For trauma survivors with dissociative disorders losing time is normal and they may not be aware of how much time they lose.
For me the disruptions in time includes age sliding.
I know how old I’m supposed to be but not how old I am.
I don’t know what I look like, I don’t recognize pictures of myself or I recognize them as other people.
At my best I have the disciplined mind of a trained academic and at my worst I am confused by simple directions.
Prior to becoming too symptomatic to work I was the director of a mental health program in San Francisco.
I knew that something was wrong with me but I didn’t know what it was.
The first suggestion that the problem might be DID came from my assistant.
A week before I stopped working she said, “I don’t know who you are, but you’re not Rob.”
My first reaction to the diagnosis of Dissociative Identity Disorder was to feel guilty about it, as if I was morally flawed.
“Dissociative identities exist in a third reality, an inner world that is visualized, heard, felt and experienced as real. This third reality is often characterized by trance logic.
In trance logic, ideas and relationships of ideas about things in reality are not subject to the rules of normal logic. Because they are kept in separate compartments, contradictory beliefs and ideas can exist together; they do not have to make sense. In the internal world the alternates experience themselves as separate people. There is a pseudo delusional sense of separateness and independence.
Trance logic is characteristic of dreams and hypnosis.” Elizabeth F. Howell
My alternates are well-educated, skilled in their roles, and tend to be playful and witty.
Most people online can’t tell that the “person” they’ve met is a “face” that is no longer in use in life but is highly adept at “appearing” normal.
The debate over the ‘reality’ of Dissociative Identity Disorder is of no consequence to me.
People use all of their being to survive, this includes the mind.
Even if Dissociative Identity Disorder doesn’t exist the “delusion” that one has separate selves is still an illness that causes suffering for the patient and the people he loves.
I consider myself a decent man, and I do my share of the heavy lifting in my friendships by working to manage those aspects of my illness that are under my control and by taking responsibility for those that aren’t.
My advice for anyone who has a friend with DID or who is considering friendship with someone who has DID is learn about the illness.
Expect your friend to be hyper-vigilant and forgetful.
Expect him to express contradictions in opinions.
Expect him to need downtime; especially if he is in therapy.

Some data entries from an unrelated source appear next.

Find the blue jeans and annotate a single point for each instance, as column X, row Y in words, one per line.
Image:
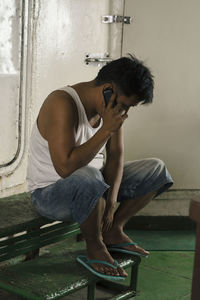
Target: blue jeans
column 73, row 198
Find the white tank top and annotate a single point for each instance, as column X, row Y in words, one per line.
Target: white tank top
column 41, row 172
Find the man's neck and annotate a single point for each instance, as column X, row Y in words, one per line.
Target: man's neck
column 87, row 92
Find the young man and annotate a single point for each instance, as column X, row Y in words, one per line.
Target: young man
column 67, row 175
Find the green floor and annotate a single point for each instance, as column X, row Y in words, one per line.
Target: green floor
column 165, row 275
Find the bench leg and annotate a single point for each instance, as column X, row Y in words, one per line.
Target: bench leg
column 196, row 271
column 134, row 277
column 91, row 291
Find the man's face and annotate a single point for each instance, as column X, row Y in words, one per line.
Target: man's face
column 127, row 102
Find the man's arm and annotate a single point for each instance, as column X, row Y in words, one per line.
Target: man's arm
column 57, row 123
column 113, row 172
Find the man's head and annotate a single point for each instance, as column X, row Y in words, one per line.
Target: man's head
column 130, row 76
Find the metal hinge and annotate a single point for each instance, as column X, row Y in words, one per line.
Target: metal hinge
column 97, row 58
column 116, row 19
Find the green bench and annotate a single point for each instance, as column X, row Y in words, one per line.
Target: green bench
column 52, row 272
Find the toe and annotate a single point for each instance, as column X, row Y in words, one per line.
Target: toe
column 122, row 272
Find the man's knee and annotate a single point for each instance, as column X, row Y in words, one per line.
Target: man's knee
column 89, row 173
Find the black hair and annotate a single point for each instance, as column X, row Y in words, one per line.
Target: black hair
column 130, row 75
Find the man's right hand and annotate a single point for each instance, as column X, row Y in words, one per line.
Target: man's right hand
column 114, row 116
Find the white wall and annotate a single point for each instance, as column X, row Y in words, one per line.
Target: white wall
column 57, row 36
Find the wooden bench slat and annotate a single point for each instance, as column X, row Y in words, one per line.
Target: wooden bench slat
column 54, row 274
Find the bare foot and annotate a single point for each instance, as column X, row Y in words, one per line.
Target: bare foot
column 116, row 236
column 99, row 251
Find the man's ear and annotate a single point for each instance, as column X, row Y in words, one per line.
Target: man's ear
column 107, row 86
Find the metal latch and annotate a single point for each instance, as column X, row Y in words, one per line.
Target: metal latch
column 97, row 59
column 116, row 19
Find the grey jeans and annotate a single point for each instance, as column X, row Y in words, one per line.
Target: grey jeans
column 74, row 197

Expect him to be completely loyal to people who treat him with respect.
People who are unable to tolerate ambiguity have no business involving themselves with anyone who has a PTSD and CPTSD.
If you think that you know what DID is because you have seen or read Sybil and the Three faces of Eve, you’re wrong.

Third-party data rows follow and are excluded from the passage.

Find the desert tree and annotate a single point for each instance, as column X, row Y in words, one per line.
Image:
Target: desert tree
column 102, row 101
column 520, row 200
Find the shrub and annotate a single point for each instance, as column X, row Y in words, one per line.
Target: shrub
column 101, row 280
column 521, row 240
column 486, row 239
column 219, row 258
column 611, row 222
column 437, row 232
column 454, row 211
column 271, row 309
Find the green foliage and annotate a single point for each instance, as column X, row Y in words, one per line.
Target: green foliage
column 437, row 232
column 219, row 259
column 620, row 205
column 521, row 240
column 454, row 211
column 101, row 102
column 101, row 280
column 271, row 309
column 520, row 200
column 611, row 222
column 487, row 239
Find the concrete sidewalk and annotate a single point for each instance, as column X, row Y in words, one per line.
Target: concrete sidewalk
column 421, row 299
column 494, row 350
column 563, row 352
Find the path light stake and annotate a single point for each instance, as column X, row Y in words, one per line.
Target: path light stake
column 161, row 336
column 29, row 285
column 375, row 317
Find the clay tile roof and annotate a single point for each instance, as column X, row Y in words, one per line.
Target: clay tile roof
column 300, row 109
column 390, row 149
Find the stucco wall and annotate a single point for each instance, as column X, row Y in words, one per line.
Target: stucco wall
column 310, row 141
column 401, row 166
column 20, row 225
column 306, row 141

In a post about the partners and friends of people with DID Holly Gray, on the Dissociative Living Blog, says it best:
“Those of us with DID don’t have the option of walking away from it. You do. For my part, I’d like to remind you that no matter how it feels, DID isn’t forced on you. You can leave, or choose not to get involved at all. Those of us with this disorder would spare you if we could. So when it gets rough – and it will get rough – please remember this: living with Dissociative Identity Disorder is a decision you’re making, not something we’re doing to you. Blame us for our choices and behaviors … not for having DID.”

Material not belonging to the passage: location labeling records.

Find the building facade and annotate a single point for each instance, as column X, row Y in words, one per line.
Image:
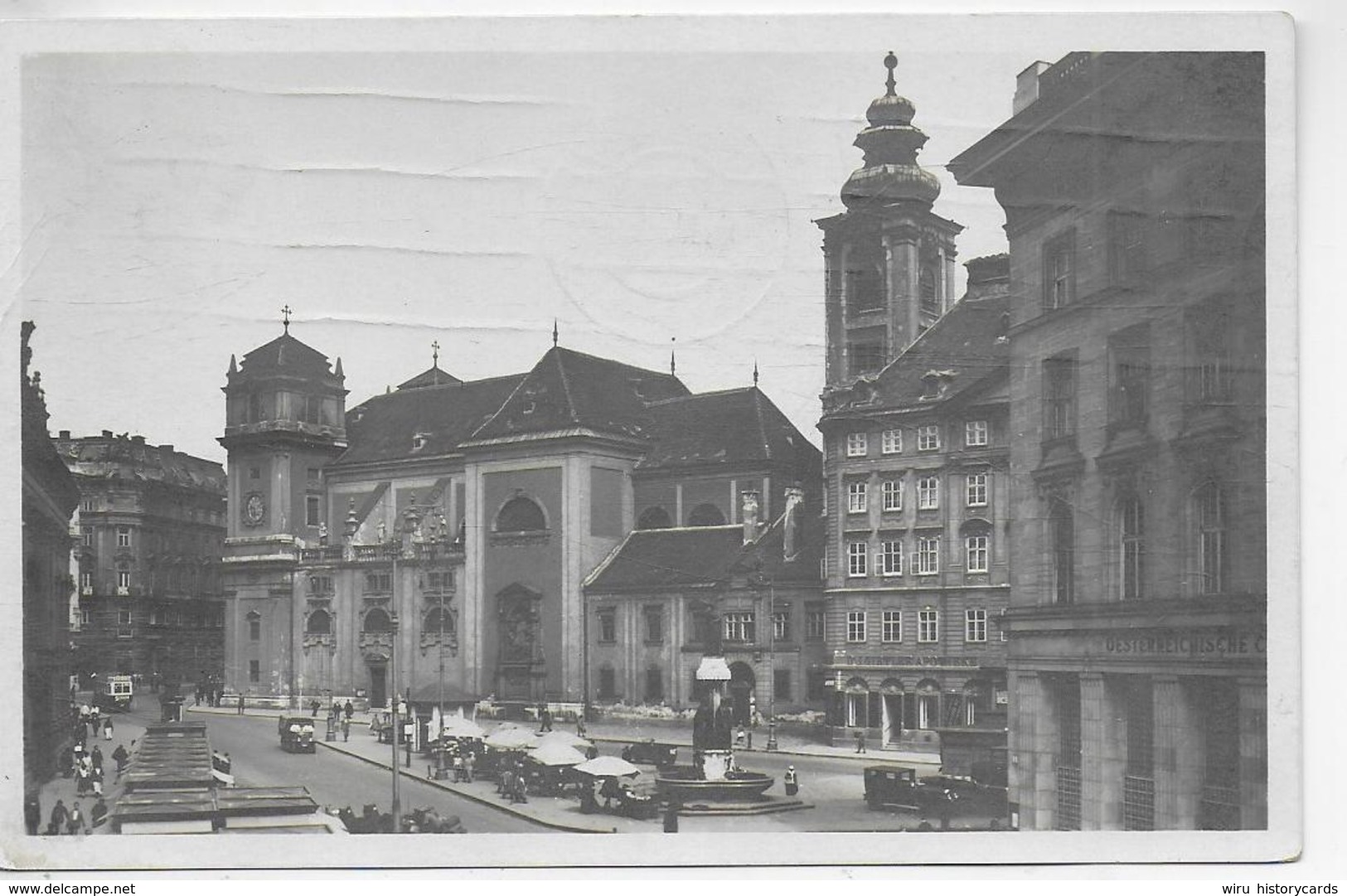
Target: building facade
column 150, row 535
column 915, row 456
column 437, row 536
column 49, row 499
column 919, row 557
column 724, row 562
column 1137, row 398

Dissociative Identity Disorder is one of the most misunderstood of all of the misunderstood mental illnesses, and that makes living with it far more difficult than it has to be for many people.
Exposing these misunderstandings may not seem to accomplish much. But I believe that if we continue to talk openly about DID and other mental illnesses, the lives of people with mental illnesses twenty years from now will be less painful and more productive.